In this paper, we tackle the problem of predicting the affective responses of movie viewers, based on the content of the movies. Current studies on this topic focus on video representation learning and fusion techniques to combine the extracted features for predicting affect. Yet, those typically , while ignoring the correlation between multiple modality inputs nor the correlation between temporal inputs (i.e., sequential features). To explore these correlations, a neural network architecture namely AttendAffectNet (AAN), which uses the self-attention mechanism for predicting emotions of movie viewers from different input modalities. Particularly, visual, audio, and text features are taken into account for predicting emotions (expressed in terms of valence and arousal). We analyze three variants of our proposed AAN: Feature AAN, Temporal AAN, and Mixed AAN. The Feature AAN applies the self-attention mechanism in an innovative way on the features extracted from the different modalities (including video, audio, and movie subtitles) of a whole movie excerpt, so as to capture the relationship between them. The Temporal AAN takes the time domain of the movies and the sequential dependency of affective responses into account. In the Temporal AAN, the self-attention is applied on the concatenated (multimodal) feature vectors representing different subsequent movie segments. In the Mixed AAN, we combine the strong points of the Feature AAN and the Temporal AAN, by applying the self-attention first on vectors of features obtained from different modalities in each movie segment, and then on the feature representations of all subsequent (temporal) movie segments.
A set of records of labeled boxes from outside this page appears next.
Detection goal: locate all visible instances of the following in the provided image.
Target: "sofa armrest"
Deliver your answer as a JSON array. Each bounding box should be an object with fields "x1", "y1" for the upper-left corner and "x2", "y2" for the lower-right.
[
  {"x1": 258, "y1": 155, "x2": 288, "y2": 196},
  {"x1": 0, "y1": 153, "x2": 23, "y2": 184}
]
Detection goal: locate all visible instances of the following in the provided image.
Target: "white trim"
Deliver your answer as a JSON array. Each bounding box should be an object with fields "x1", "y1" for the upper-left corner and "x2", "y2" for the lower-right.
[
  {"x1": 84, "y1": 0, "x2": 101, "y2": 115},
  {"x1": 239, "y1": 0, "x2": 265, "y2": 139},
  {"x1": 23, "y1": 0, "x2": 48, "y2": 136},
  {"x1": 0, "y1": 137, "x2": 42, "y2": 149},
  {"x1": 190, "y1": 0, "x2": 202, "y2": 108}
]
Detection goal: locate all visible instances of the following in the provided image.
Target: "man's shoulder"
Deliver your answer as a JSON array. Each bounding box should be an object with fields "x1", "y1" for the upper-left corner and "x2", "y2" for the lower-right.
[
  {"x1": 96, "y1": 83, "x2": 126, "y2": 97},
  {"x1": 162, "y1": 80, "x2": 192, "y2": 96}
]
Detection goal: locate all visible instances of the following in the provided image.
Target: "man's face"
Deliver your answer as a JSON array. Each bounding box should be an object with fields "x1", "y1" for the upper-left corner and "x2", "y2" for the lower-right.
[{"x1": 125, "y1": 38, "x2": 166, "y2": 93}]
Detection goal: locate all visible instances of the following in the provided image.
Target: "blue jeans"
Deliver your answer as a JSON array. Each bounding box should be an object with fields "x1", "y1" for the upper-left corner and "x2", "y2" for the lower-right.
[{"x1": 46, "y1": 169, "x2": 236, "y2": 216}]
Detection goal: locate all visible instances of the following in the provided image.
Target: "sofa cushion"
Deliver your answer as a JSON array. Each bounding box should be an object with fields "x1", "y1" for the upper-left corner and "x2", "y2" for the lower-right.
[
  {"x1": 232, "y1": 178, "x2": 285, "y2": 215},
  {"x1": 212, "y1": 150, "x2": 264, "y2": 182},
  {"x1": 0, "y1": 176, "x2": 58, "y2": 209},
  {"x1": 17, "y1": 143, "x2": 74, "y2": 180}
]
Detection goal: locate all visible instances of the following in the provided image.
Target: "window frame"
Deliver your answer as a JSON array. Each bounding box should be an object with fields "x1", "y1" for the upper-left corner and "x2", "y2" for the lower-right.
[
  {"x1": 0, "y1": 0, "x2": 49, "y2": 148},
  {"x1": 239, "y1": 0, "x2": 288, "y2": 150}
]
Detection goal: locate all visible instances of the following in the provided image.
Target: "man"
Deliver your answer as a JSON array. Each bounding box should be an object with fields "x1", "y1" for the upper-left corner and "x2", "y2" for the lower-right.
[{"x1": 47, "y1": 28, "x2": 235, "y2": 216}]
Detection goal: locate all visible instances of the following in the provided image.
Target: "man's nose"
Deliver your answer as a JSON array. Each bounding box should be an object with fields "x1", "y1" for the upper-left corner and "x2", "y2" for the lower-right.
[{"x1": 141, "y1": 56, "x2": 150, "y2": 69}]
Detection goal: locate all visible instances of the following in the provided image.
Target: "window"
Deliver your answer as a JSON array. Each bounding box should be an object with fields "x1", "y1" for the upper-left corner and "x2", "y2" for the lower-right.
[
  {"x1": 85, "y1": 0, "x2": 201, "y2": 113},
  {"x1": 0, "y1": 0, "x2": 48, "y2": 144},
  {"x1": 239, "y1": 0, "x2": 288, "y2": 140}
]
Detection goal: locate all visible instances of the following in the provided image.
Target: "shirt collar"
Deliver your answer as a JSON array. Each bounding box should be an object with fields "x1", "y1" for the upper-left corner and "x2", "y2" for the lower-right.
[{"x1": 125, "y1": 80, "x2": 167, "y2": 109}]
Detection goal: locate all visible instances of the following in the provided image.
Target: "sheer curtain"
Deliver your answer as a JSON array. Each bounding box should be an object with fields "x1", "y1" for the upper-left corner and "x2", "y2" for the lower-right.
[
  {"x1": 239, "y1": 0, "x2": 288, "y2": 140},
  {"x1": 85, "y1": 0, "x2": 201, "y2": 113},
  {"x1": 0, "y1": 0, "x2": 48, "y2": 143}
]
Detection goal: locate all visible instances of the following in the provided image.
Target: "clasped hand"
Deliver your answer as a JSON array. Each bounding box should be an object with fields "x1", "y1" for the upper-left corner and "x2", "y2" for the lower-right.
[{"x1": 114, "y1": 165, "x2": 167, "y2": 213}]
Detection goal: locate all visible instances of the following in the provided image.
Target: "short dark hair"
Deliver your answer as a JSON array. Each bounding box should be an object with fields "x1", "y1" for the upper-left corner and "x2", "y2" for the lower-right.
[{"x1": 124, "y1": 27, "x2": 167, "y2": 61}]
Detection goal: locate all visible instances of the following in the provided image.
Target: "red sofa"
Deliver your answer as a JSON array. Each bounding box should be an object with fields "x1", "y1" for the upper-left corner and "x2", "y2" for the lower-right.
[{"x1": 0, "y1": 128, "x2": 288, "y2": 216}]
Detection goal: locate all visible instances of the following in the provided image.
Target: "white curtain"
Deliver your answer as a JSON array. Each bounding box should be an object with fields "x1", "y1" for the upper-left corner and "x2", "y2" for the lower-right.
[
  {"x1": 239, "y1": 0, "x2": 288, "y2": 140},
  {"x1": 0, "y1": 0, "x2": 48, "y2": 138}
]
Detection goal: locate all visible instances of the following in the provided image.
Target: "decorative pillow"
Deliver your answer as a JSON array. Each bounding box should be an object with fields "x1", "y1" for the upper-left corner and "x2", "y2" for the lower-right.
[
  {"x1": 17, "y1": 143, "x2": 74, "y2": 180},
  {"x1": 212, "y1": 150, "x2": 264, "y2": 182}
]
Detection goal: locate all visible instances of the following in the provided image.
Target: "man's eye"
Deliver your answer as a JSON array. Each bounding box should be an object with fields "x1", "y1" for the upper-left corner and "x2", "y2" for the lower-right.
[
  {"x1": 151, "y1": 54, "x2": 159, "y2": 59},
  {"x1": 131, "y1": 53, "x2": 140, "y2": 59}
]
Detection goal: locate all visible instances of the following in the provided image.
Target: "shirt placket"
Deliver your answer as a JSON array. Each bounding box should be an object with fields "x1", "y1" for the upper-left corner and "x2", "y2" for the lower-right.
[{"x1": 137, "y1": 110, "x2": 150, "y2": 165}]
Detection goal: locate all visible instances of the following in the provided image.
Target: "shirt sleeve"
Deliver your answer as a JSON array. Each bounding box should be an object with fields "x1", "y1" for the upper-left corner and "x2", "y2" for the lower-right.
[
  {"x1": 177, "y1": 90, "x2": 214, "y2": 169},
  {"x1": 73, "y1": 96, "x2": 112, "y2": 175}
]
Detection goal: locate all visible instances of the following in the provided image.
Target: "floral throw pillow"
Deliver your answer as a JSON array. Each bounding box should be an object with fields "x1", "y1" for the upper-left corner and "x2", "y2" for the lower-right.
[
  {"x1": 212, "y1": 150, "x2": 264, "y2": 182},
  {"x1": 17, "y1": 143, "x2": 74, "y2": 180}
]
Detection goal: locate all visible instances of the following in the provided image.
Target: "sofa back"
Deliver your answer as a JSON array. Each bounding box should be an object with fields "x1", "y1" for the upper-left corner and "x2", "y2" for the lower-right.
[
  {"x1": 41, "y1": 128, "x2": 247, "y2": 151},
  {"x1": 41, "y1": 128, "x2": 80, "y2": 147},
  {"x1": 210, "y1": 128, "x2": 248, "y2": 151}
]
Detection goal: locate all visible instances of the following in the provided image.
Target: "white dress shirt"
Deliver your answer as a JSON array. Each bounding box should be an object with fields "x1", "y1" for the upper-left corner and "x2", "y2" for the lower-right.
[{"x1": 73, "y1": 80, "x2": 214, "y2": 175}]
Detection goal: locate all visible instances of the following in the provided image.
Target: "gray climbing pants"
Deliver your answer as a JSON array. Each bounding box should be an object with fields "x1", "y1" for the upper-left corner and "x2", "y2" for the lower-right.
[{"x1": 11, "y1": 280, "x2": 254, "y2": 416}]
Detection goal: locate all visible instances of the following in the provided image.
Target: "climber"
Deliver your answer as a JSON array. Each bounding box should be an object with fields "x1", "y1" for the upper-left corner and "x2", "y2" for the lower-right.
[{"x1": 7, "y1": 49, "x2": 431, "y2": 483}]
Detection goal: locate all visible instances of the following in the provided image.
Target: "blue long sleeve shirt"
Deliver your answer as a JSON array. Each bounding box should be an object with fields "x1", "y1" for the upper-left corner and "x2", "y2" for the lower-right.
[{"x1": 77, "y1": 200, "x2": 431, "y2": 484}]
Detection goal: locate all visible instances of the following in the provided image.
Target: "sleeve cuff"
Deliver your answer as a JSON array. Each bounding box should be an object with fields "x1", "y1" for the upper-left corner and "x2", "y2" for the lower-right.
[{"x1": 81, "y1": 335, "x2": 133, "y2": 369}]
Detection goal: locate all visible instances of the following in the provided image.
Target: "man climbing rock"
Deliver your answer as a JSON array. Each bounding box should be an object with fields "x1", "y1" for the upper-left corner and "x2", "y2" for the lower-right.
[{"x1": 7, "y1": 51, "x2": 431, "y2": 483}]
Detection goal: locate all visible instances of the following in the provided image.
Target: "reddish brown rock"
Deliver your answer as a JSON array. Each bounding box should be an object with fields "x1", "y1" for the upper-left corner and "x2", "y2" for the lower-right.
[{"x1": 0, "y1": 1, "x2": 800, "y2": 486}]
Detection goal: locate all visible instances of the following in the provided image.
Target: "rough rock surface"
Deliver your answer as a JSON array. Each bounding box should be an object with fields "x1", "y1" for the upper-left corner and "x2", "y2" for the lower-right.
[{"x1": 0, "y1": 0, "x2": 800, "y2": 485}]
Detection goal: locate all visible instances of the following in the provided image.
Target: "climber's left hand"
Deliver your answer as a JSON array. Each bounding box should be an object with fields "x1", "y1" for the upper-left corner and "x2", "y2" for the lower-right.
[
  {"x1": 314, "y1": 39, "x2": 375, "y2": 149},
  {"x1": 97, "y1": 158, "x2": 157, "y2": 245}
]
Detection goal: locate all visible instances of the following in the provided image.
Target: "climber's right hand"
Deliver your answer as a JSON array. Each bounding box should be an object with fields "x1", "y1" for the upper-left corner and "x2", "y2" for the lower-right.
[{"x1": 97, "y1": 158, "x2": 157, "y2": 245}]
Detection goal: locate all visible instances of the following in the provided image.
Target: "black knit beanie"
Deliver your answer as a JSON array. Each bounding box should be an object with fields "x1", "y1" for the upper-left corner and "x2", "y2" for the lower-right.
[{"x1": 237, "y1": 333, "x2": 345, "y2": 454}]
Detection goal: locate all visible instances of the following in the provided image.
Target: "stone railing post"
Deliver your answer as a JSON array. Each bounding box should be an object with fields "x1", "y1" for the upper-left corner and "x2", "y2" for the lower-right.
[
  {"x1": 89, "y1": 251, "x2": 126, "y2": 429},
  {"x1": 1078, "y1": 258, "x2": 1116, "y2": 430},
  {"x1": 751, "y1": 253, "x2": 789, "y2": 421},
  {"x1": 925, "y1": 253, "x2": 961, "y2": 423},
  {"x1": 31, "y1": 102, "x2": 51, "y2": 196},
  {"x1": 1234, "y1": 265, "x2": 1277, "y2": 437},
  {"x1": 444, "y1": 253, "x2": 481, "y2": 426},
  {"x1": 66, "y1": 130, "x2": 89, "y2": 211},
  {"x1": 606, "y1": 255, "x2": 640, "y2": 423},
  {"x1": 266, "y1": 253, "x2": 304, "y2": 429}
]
We extensively train and validate our proposed AAN on both the MediaEval 2016 dataset for the Emotional Impact of Movies Task and the extended COGNIMUSE dataset. Our experiments demonstrate that audio features play a more influential role than those extracted from video and movie subtitles when predicting emotions of movie viewers on these datasets. The models that use all visual, audio, and text features simultaneously as their inputs perform better than those using features extracted from each modality separately. In addition, the Feature AAN outperforms other AAN variants on the above-mentioned datasets, highlighting the importance of taking different features as context to one another when fusing them. The Feature AAN also performs better than the baseline models when predicting the valence dimension.